Knowing versus experiencing math

On the Geometric Processing Worldwide Discord server, a frequent participant was lamenting the challenge of absorbing all the great work going on in computational geometry. It caused me to consider my own challenges with learning math.

For a long time I wanted to know math. I thought that I could learn what was out there but by glossing over the text and seeing the ideas, maintaining some sort of mental index to the math I might someday need to use. I would assume that the author’s introductory instructions to do the exercises didn’t apply to me. I usually only made it a few chapters into such texts.

What changed it for me was Tristan Needham’s Visual Complex Analysis. I was right with him through the chapter on non-Euclidean geometry, at which point I was inspired to write a hyperbolic geometry kernel as an art project. (There’s more room to put stuff in hyperbolic space, so there are obvious engineering applications e.g. to make smaller mobile phones.)

In the process of representing circlines (circles that can have infinite radius) in hyperbolic space, I started with simple constructions, but the approach seemed clumsy and inelegant.
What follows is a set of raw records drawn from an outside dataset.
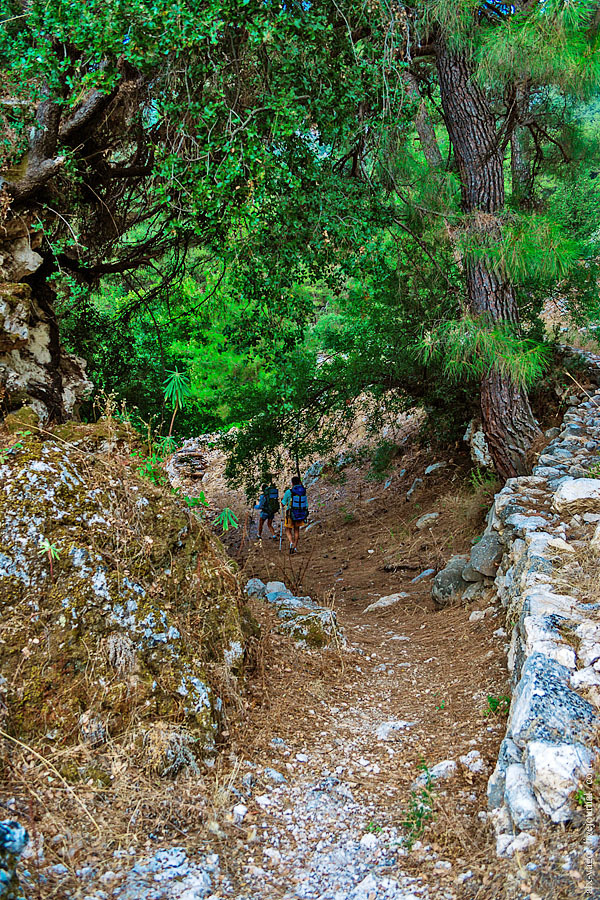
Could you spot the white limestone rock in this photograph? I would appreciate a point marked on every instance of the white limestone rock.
(426, 521)
(384, 602)
(585, 678)
(519, 797)
(577, 496)
(554, 770)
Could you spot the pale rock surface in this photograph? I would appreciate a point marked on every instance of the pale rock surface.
(578, 495)
(555, 770)
(385, 602)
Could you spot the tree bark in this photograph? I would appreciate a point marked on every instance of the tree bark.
(508, 421)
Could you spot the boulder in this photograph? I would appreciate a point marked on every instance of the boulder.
(471, 574)
(544, 708)
(520, 799)
(442, 771)
(255, 588)
(577, 496)
(426, 521)
(509, 753)
(448, 585)
(555, 770)
(34, 369)
(313, 630)
(486, 555)
(384, 602)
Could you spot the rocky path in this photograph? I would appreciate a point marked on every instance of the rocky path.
(344, 756)
(356, 750)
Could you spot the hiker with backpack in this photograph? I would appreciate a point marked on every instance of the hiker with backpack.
(268, 504)
(296, 511)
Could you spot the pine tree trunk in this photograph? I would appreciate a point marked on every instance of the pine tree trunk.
(520, 153)
(508, 422)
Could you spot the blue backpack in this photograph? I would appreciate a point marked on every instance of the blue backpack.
(299, 505)
(271, 500)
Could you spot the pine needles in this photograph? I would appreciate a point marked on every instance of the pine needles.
(473, 346)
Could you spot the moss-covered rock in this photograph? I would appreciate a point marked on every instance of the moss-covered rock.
(119, 610)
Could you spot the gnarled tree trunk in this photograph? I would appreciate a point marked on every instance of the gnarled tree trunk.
(34, 369)
(508, 422)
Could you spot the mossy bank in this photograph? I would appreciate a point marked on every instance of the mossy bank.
(121, 616)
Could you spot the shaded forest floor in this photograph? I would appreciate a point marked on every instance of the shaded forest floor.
(318, 715)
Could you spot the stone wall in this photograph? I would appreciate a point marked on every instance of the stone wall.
(549, 582)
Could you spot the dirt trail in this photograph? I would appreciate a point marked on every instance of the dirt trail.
(351, 729)
(350, 732)
(320, 799)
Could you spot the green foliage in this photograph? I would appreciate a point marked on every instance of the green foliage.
(473, 346)
(227, 519)
(50, 549)
(384, 454)
(497, 706)
(289, 258)
(420, 809)
(177, 388)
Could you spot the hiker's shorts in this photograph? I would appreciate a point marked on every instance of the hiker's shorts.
(289, 522)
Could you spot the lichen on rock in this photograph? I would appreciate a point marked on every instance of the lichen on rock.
(119, 608)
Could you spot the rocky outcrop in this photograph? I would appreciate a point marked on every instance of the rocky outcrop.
(13, 840)
(121, 614)
(308, 624)
(545, 524)
(34, 368)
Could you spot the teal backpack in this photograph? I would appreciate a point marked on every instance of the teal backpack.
(299, 505)
(271, 500)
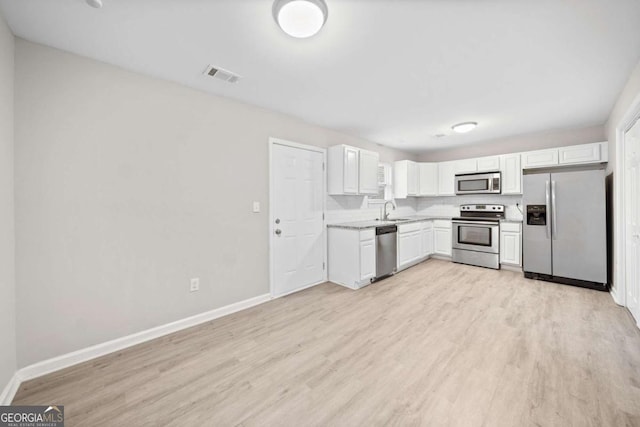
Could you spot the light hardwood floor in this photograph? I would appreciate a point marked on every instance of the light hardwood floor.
(439, 344)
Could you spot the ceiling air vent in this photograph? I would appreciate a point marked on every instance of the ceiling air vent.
(222, 74)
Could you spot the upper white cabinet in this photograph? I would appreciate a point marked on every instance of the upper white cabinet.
(540, 158)
(488, 164)
(587, 153)
(405, 179)
(573, 155)
(368, 172)
(446, 178)
(352, 170)
(428, 179)
(342, 169)
(511, 174)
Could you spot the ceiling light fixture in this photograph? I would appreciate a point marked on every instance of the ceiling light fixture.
(464, 127)
(95, 3)
(300, 18)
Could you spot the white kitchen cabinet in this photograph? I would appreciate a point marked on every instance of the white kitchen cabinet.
(409, 244)
(510, 244)
(367, 258)
(428, 179)
(511, 174)
(488, 164)
(368, 172)
(352, 256)
(343, 169)
(585, 153)
(442, 237)
(466, 166)
(427, 239)
(405, 179)
(446, 178)
(540, 158)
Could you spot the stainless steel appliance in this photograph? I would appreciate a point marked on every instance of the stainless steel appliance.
(476, 235)
(479, 183)
(564, 232)
(386, 251)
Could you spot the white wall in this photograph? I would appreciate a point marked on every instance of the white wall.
(7, 282)
(518, 143)
(127, 186)
(629, 94)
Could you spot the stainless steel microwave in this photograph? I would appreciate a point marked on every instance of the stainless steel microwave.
(479, 183)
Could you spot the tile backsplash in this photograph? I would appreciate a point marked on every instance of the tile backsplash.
(358, 208)
(450, 206)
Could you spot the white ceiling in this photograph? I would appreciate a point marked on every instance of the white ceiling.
(393, 71)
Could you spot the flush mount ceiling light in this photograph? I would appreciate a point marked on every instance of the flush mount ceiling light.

Empowered by the text, I was able to just absorb enough of some notes by Casselman to directly transform the circlines by conjugating with Möbius transformations, all in matrix representation. Although I had previously struggled with the abstractions of group theory, I could now appreciate this deeper pattern in algebra.
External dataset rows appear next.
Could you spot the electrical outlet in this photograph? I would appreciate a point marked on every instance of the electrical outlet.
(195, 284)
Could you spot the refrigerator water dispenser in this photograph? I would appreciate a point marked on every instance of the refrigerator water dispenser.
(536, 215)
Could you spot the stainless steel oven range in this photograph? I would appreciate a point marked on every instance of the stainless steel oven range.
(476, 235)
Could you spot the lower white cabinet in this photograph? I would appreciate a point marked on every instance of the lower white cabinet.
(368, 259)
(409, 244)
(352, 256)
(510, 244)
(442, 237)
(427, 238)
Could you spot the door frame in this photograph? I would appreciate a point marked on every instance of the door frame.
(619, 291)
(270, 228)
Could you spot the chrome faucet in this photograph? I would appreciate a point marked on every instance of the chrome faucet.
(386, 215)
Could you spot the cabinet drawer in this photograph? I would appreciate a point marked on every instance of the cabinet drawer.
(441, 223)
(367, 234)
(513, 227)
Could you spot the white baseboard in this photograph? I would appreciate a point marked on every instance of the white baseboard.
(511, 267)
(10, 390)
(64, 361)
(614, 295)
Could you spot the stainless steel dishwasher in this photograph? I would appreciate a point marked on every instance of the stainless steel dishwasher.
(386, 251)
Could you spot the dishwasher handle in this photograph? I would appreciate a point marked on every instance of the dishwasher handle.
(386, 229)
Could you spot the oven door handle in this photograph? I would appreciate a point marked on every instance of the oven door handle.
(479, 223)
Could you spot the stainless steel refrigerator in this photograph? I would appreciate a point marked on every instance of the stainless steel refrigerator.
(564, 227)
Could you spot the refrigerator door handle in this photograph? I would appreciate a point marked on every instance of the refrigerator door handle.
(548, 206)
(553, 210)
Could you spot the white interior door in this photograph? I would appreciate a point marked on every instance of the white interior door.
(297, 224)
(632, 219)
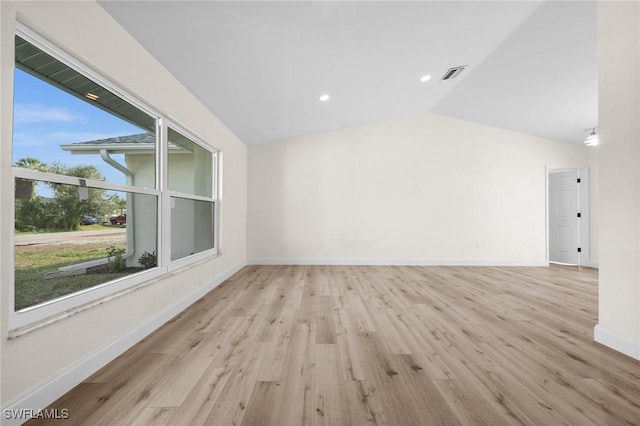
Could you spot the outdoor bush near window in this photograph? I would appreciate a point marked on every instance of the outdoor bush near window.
(86, 171)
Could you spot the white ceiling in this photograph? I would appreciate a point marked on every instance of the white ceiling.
(261, 66)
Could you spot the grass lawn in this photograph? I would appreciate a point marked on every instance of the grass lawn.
(32, 262)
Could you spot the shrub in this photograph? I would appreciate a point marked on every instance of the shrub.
(117, 264)
(148, 260)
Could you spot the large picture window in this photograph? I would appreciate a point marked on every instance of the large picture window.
(89, 189)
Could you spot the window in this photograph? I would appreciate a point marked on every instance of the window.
(190, 176)
(89, 192)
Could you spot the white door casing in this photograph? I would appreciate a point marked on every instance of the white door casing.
(564, 223)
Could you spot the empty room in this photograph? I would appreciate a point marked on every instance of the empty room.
(347, 213)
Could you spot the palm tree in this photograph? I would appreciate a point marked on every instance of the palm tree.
(32, 164)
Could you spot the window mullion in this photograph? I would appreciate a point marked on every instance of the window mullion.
(164, 221)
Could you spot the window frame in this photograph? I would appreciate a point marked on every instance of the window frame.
(85, 298)
(183, 261)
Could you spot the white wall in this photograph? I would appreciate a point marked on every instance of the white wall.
(619, 168)
(419, 190)
(39, 366)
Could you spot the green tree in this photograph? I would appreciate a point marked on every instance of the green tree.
(32, 164)
(68, 196)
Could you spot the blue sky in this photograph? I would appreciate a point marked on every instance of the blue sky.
(46, 117)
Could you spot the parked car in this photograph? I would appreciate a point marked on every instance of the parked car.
(88, 220)
(118, 219)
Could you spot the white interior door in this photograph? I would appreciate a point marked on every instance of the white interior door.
(563, 217)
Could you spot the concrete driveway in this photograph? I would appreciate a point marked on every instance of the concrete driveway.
(77, 237)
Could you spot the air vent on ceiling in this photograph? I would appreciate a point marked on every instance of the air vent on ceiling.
(453, 72)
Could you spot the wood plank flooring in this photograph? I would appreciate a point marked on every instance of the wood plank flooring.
(386, 345)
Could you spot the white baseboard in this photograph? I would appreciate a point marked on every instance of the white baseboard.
(616, 342)
(394, 262)
(45, 394)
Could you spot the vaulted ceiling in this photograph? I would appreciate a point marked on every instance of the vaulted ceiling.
(261, 66)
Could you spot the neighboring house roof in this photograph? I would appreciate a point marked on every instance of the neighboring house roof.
(141, 143)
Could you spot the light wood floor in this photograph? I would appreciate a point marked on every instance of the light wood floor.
(352, 345)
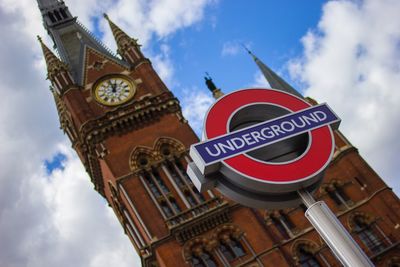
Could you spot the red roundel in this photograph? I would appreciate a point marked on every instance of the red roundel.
(310, 163)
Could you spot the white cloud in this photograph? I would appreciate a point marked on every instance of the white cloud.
(352, 61)
(58, 219)
(259, 81)
(163, 65)
(230, 48)
(195, 106)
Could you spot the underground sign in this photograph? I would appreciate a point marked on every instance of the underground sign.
(261, 146)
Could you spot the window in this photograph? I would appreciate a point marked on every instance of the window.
(175, 176)
(174, 204)
(283, 224)
(306, 258)
(63, 13)
(166, 209)
(52, 18)
(231, 248)
(198, 194)
(279, 226)
(190, 199)
(203, 260)
(153, 187)
(367, 235)
(57, 15)
(338, 196)
(160, 182)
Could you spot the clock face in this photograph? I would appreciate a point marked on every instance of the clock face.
(114, 91)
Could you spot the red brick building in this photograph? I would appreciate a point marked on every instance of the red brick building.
(131, 136)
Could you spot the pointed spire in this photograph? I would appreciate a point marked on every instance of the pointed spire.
(54, 13)
(47, 3)
(54, 64)
(217, 93)
(124, 41)
(273, 79)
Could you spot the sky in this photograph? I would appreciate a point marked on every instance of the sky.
(345, 53)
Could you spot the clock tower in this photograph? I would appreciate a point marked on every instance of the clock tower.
(128, 130)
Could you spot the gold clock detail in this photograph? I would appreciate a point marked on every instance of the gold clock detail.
(114, 91)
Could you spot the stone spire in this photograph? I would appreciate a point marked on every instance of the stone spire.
(128, 47)
(217, 93)
(71, 38)
(54, 64)
(273, 79)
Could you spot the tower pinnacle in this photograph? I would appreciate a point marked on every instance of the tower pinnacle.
(54, 64)
(273, 79)
(217, 93)
(128, 47)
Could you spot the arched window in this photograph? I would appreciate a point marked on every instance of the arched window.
(153, 187)
(231, 248)
(63, 13)
(336, 193)
(204, 260)
(367, 234)
(283, 224)
(166, 209)
(306, 258)
(174, 204)
(51, 16)
(159, 181)
(190, 199)
(57, 15)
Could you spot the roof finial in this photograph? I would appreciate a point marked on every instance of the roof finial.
(248, 51)
(217, 93)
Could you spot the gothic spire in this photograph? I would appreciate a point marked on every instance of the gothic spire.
(273, 79)
(217, 93)
(71, 38)
(124, 42)
(54, 64)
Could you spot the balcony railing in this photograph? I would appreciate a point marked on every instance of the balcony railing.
(195, 212)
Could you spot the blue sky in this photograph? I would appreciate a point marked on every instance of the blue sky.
(272, 29)
(314, 45)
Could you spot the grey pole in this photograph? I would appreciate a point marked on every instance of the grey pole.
(334, 234)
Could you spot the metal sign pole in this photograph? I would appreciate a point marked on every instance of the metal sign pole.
(334, 234)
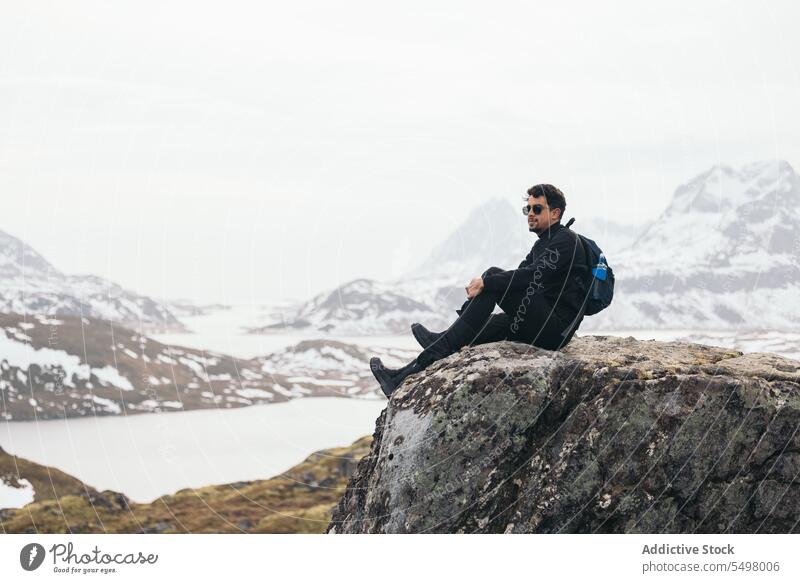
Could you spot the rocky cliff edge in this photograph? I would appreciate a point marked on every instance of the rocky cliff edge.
(609, 435)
The first app based off the kernel with a Poincaré disc viewer hooked up to a joystick that I took to lowbrow art events, Burning Man, etc. People loved not only the art, but also learning about the extra motions of hyperbolic space. The desktop version is here. I later made a web version that works differently. It needs a new backend for image upload and has some other glitches, but here.

Through these projects, I finally realized what the authors meant about math being best experienced, instead of just known. This journey empowered me to pursue new approaches in implicit modeling where, despite continuing my math education, I appear to have a list of questions that grows longer every time I try to write down and document something that I think I know. Perhaps doing the exercises in those textbooks would have provided similar experiences.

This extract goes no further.